PROLOGUE

3 minutes de lecture

Magnus


J'ai fait une erreur. Une terrible erreur. Que Dieu me pardonne, s'il existe, pour m'être mesuré à lui. Comme bien des hommes avant moi, j'ai cru que je pourrais me rendre maître et possesseur de la nature*. J'ai désormais conscience que tout cela a un prix. L'homme n'est plus un simple animal. Il ressent le besoin millénaire de tout dominer autour de lui. Il convoite tout ce qui le dépasse. Les grands hommes, en avance sur leur temps, sont toujours la pitance des charognards de leur époque. Je n'espère plus échapper à la règle. La seule chose qui m'inquiète, à présent, c'est l'avenir de mes filles.


Eugénie, tu as tant de choses à accomplir. Tu es brillante. Tu éblouiras le monde par ton génie, un jour. Ne sombre pas comme moi dans cet abîme sans fond qu'est la quête du pouvoir.

Adoria, ma championne, tu porteras des médailles. Tu as besoin d'une vie à la mesure de ton ambition. Tu as toujours eu tes propres batailles.
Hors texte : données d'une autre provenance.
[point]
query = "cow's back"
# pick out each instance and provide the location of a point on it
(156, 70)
Jamais les miennes n'auraient dû venir les empoisonner.

Emmanuelle, tu es si sage, si attentionnée. La vie te jouera des tours, c'est certain. La vie n'est qu'un tour, en fin de compte. Puisses-tu ne jamais découvrir les crimes que j'ai commis et conserver la foi que tu as toujours eu en tes semblables.

Luna, mon étoile sibylline, j'aurais voulu que tu voies notre monde avec des couleurs éclatantes. La triste réalité ne fera que conforter le regard pessimiste que tu poses sur ce pauvre globe. Force est de reconnaître que tu as raison : le mensonge est partout, l'homme est un loup pour l'homme, la violence nous meut, la corruption gouverne. Tout cela, au moins, ne te surprendra pas.

Cerise, toi, en revanche, tu es trop délicate, trop douce et trop sensible. Le monde va te piquer. J'espère que tu trouveras au plus profond de ton cœur la force de t'y élever. Ne laisse passe fâner ces choses qui te sont chères.

Toi aussi, Roxane, ma princesse, accroche-toi à tes rêves, mais prends conscience en même temps que le monde ne tourne pas selon tes désirs. Il ne sera pas toujours rose. Ici-bas, le bonheur se gagne par miettes, au prix de la sueur. Et un matin, tu te réveilles vieilli. Tu réalises que l’œuvre de ta vie, ce pour quoi tu as tout sacrifié, n'est qu'un échec titanesque. Je vis dans la peur, chères enfants. Je prie – je prie pour la première fois de ma longue vie – pour que le Ciel daigne vous épargner.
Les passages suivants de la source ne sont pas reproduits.